Strażacy znajdują się w grupie podwyższonego ryzyka zachorowania na raka. Naukowcy z Florydy próbują ustalić przyczynę takiego stanu rzeczy.
Pracujący w straży pożarnej w hrabstwie Miami-Deade Luis Suarez ma 36 lat, a za sobą już raka jelita grubego. – W normalnej sytuacji przechodzisz kolonoskopię dopiero w wieku 50 lat. Dobrze byłoby obniżyć ten pułap, abyśmy wszyscy wiedzieli, co się dzieje – stwierdził.
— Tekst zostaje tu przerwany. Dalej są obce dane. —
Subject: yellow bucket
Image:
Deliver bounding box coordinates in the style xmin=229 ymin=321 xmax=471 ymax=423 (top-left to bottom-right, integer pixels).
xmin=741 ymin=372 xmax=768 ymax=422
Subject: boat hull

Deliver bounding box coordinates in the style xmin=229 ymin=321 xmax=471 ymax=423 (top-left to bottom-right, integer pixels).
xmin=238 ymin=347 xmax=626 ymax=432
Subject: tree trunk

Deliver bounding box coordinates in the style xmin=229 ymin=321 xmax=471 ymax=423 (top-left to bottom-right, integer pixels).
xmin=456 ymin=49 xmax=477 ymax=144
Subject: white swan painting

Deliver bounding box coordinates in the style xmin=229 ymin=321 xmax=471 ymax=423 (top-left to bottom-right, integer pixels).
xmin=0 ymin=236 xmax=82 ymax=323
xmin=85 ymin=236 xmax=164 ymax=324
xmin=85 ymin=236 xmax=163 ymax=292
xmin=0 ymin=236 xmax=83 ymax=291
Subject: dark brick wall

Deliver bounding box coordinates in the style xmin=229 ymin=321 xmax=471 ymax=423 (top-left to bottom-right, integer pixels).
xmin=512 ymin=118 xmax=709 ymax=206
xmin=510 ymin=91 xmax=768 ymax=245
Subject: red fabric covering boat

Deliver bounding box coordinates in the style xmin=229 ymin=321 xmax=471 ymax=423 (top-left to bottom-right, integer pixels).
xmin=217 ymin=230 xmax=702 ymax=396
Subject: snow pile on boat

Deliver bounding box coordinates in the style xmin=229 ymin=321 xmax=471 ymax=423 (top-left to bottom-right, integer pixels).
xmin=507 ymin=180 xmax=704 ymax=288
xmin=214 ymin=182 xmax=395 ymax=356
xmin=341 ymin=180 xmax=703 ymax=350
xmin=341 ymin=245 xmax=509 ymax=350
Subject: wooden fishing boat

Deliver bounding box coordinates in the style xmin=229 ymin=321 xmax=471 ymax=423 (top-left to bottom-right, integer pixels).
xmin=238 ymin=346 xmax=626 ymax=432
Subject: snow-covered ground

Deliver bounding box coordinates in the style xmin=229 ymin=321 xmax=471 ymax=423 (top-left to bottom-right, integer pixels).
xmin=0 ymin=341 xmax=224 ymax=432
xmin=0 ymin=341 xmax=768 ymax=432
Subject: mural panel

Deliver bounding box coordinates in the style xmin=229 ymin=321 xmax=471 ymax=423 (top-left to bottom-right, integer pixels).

Dave Downey, szef straży w hrabstwie, przyznaje, że problem jest coraz poważniejszy. – Kiedy 34 lata temu zaczynałem pracę, koncentrowaliśmy się na chorobach serca u strażaków. Dzisiaj rak zabiera dwa razy więcej strażaków niż te schorzenia – skomentował.
Jak mówi dr Erin Kobetz z centrum leczenia nowotworów przy Uniwersytecie Miami, strażacy są narażeni głównie na nowtwory szczęki, żołądkowo-jelitowe oraz krwi. Kobetz będzie przewodzić wartym milion dolarów badaniom, które mają pomóc w ustaleniu przyczyn zachorowań. Naukowcy zamierzają śledzić pracę w sumie ponad tysiąca strażaków i na tej podstawie wyciągnąć wnioski mogące zmniejszyć ryzyko nowtworów.